Guanidination of ovine luteinizing hormone and effects on activity

Abstract

The free amino groups in oLH, oLHalpha and oLHbeta were guanidinated by O-methylisourea. The epsilon-NH2 groups of lysine residues reacted bo substitute these positions in the sequence with the more basic homoarginine residue. The alpha-NH2 groups did not react under the conditions used. Guanidinated oLH or the products of guanidinated oLHalpha + native oLHbeta or guanidinated oLHalpha + guanidinated oLHbeta were inactive in two bioassay systems. Native oLHalpha + guanidinated oLHbeta, however, showed potencies of 39% to 55% of that observed with the native subunit recombinant or native oLH. Possible structural implications for hormone-receptor site interactions are discussed.

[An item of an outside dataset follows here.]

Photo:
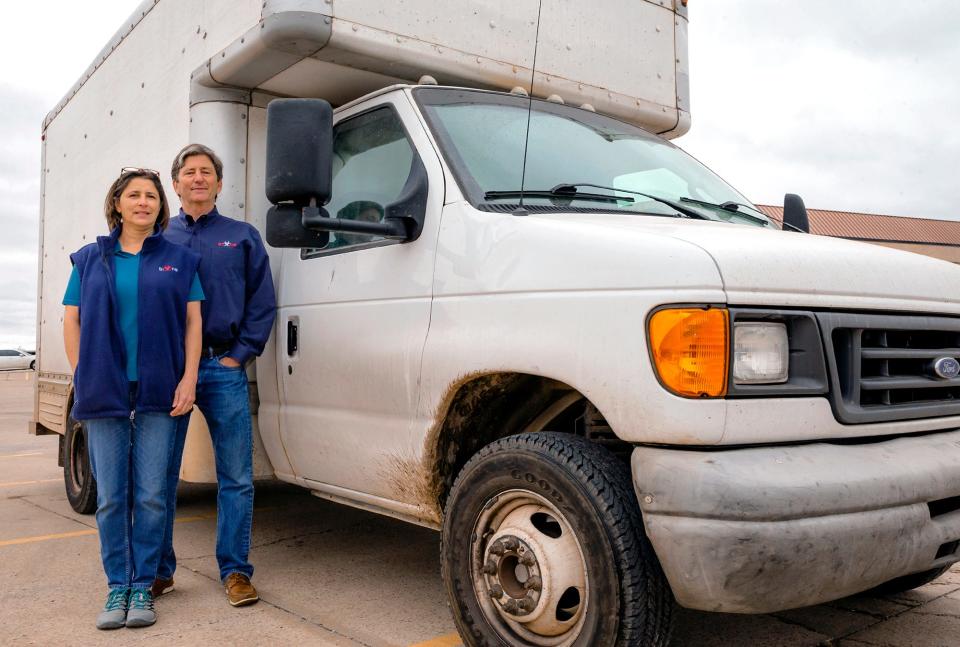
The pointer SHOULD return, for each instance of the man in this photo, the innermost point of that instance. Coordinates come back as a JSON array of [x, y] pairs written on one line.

PIP: Data on the guanidination of ovine luteinizing hormone (oLH) and its subunits and the effect of guanidination on subunit-subunit interaction, receptor site binding, and biological activity are presented. Free amino groups oLH, oLH alpha, and oLH beta were guanidinated by 0-methylisourea. The epsilon amino groups of lysine residues reacted to substitute these positions in the sequence with the more basic homoarginine residue. The alpha amino groups did not react. In 2 of the bioassay systems guanidinated oLH or the products of guanidinated oLH alpha plus native oLH beta or guanidinated oLH alpha plus guanidinated oLH beta were inactive. However, native oLH alpha plus guanidinated oLH beta showed potencies of 39-55% of that observed with the native subunit recombinant or native oLH. Possible structural implications for hormone-receptor site interactions are considered.